Angela knew she this wasn’t going to be enough to make sure this was tested fully, so she clicked the ‘Reinforcements button’, which automatically synthesized the data in front of her into a simple report’, then “COMPUTER, please send this off to the crowd testers, localized to just the U.S for now, exploratory testing, use best judgment.”.

‘COMPUTER, deploy automated exploratory bots as well.’

“By your command” the bot again confirmed as requests for testing help were sent out to U.S testers who had previous experience testing ‘like’ buttons, and were highly rated, with links to the same app flows that Angela was interactively exploring a few minutes ago. Hundreds of simple exploratory bots spun up in the cloud. Some trained to behave like normal users. Some trained to break things with corner cases, repetition, and speed. With a quick command, Angela was able to spin up the equivalent of a hundred testers on a single feature. With a quick command, she could just as easily spin them all back down.

New Communication

Now, the part of her job she loved more than coffee on Wednesdays with Dave. Angela tapped on a button she had whimsically personalized to read “Holodeck”. The InstaChat’s lead tester, Priya, who used to test like buttons on her app was nudged away from cat videos by his bot, accepting the invite. A new window appeared on Angela’s screen with a list of past recordings with the tag ‘like button’ on the right, pictures on the top like buttons and videos of interactions along the bottom. Priya’s face materialized on to the screen.

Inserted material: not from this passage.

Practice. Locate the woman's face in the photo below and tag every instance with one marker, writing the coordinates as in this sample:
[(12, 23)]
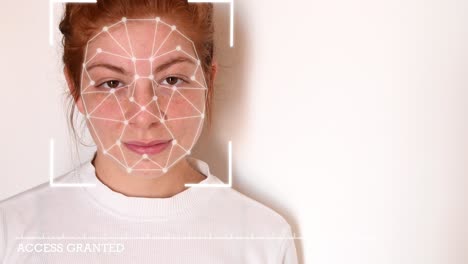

They’d talked once, perhaps 6 months ago. The two first shared common tester angst of ‘why so many bugs?’, then laughed that bugs are what kept them employed. Priya said she too caught many bugs related to application state around like buttons when InstaChat first added them to their app.

Priya shared, “The biggest issue, actually, it became a business issue too, was that likes could sometimes be lost when they were clicked by many people at the same time. Not only was the count incorrect, but later, when InstaChat started paying people for likes, it turned into a class action lawsuit”.

Angela reflected that It was awesome the testing community had finally realized, just like open-source, that testing methods and cases and even folklore were far better shared than kept close to the vest. With networking effects, when a company like FedEx shares all the interesting addresses it has discovered for testing, they receive many more test cases from other testing experts such as interesting money test inputs from Bank of America testers, or concurrency tips and utilities from the Google Ads test team. FedEx would even get a few cases it hand’t thought of from their friends at UPS and the Post Office.

Angela then sent a quick, low priority message to Marla, the VP of Product asking “Hi Marla, are we ever planning to monetize likes like InstaChat?” Marla got back right away because Angela’s questions were always important — and she always learned something herself.

“Hmmm, hadn’t thought of that Angela, but, yes, we should assume that likes will be monetized in the future from an engineering perspective. Please make sure likes are robust!”

“Thanks Marla, will do.”

After a moment, Marla added, “Sometimes I think you are running this whole company!”.

Continual Learning

“Hi, all!” Angela said as she joined the virtual call with 12 other folks who had joined before her — they didn’t have a snack. It was great to see her old team still working together in spite of working one or two buildings or states away. The time she invested in herself and her team to learn these new tools had paid off well.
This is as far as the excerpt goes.